Preliminary work estimated a $10 million annual cost of running the various CTfastrak routes and new feeder services. In September 2015, CTtransit released that the yearly cost would be substantially higher at $17.5 million.

In October 2019, the state applied for a federal grant to test autonomous buses on the CTfastrak busway beginning in 2020.
As of August 25, 2024, CTfastrak added Route 125 as a connection between Downtown Hartford, Newington, and the Berlin Turnpike.

===Hartford Line===
The Hartford Line commuter rail service between New Haven, Connecticut and Springfield, Massachusetts via Hartford commenced on June 16, 2018. It initially connects to CTfastrak at Union Station.
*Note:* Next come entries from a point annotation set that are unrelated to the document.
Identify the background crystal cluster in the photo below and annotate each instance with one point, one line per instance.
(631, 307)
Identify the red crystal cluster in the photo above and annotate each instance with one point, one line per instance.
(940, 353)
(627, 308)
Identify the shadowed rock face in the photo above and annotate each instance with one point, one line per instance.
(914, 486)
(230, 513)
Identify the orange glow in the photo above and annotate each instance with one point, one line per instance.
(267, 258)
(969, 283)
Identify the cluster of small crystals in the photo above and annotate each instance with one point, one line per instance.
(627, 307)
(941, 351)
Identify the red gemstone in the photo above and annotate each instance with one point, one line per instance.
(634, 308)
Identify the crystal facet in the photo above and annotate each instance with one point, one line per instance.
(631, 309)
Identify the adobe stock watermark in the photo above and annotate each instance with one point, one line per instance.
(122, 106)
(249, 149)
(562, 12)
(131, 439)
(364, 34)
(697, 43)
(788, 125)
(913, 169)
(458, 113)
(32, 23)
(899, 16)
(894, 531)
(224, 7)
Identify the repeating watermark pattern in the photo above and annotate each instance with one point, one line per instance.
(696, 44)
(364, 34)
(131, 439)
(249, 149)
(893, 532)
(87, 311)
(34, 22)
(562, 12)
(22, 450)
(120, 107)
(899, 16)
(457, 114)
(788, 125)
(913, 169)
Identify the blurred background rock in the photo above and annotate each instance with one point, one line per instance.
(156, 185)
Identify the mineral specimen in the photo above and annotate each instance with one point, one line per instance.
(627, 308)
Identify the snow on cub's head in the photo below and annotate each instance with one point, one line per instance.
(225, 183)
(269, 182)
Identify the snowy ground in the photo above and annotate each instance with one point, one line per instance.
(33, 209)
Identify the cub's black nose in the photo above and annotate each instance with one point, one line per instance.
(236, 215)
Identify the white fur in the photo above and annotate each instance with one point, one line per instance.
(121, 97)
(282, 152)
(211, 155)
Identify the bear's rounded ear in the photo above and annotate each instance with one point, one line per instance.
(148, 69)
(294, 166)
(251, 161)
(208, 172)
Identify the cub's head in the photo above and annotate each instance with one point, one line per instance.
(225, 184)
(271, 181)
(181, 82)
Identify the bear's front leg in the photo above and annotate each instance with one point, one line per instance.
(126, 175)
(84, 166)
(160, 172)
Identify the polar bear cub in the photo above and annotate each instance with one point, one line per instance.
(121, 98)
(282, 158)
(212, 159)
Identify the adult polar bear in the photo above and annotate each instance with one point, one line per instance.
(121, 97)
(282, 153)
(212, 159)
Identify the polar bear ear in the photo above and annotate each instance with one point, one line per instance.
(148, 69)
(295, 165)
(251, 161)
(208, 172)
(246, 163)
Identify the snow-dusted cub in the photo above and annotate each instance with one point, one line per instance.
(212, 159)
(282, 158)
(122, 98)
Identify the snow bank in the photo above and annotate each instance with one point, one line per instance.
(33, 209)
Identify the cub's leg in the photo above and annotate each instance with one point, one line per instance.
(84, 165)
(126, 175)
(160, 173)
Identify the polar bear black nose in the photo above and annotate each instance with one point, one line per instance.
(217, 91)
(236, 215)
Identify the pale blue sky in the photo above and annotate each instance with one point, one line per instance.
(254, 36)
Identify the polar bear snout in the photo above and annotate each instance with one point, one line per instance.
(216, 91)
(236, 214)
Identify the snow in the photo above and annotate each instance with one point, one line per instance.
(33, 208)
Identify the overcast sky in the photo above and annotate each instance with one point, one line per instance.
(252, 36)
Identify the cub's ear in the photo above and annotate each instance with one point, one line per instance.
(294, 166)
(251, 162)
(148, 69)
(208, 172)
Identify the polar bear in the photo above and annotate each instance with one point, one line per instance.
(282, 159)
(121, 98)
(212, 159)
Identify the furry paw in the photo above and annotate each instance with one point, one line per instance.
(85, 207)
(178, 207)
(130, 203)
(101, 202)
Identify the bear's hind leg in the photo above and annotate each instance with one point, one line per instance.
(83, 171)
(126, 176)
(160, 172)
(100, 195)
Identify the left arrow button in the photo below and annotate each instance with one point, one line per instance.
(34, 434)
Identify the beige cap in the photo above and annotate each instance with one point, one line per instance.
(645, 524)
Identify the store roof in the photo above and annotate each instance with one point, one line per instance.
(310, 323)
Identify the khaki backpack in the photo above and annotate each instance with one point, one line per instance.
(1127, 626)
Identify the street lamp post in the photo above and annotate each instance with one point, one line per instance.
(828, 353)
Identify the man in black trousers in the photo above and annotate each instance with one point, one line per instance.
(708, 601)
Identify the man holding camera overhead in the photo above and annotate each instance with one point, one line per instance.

Hartford Line stations adjacent to the CTfastrak stops at West Hartford (Flatbush Avenue) and Newington Junction are planned to open later.

The 2012 environmental assessment for the Hartford Line included preliminary plans for four infill stations including West Hartford and Newington Junction; although they were not yet funded, this would allow future planning and construction to be expedited. On January 12, 2015, the state announced that $5.75 million in funding would be made available for environmental mitigation and design at ten Hartford Line and New Haven Line stations, including design funding for Hartford Line platforms at West Hartford and Newington Junction.

===CTfastrak East===
Planning began in early 2016 for extending CTfastrak service to communities east of Hartford. The expansion would incorporate many of the BRT features of the existing system, including branded buses, large shelters, real-time information, and frequent all-day service. However, it would run on existing HOV lanes on I-84 and I-384 rather than a dedicated busway.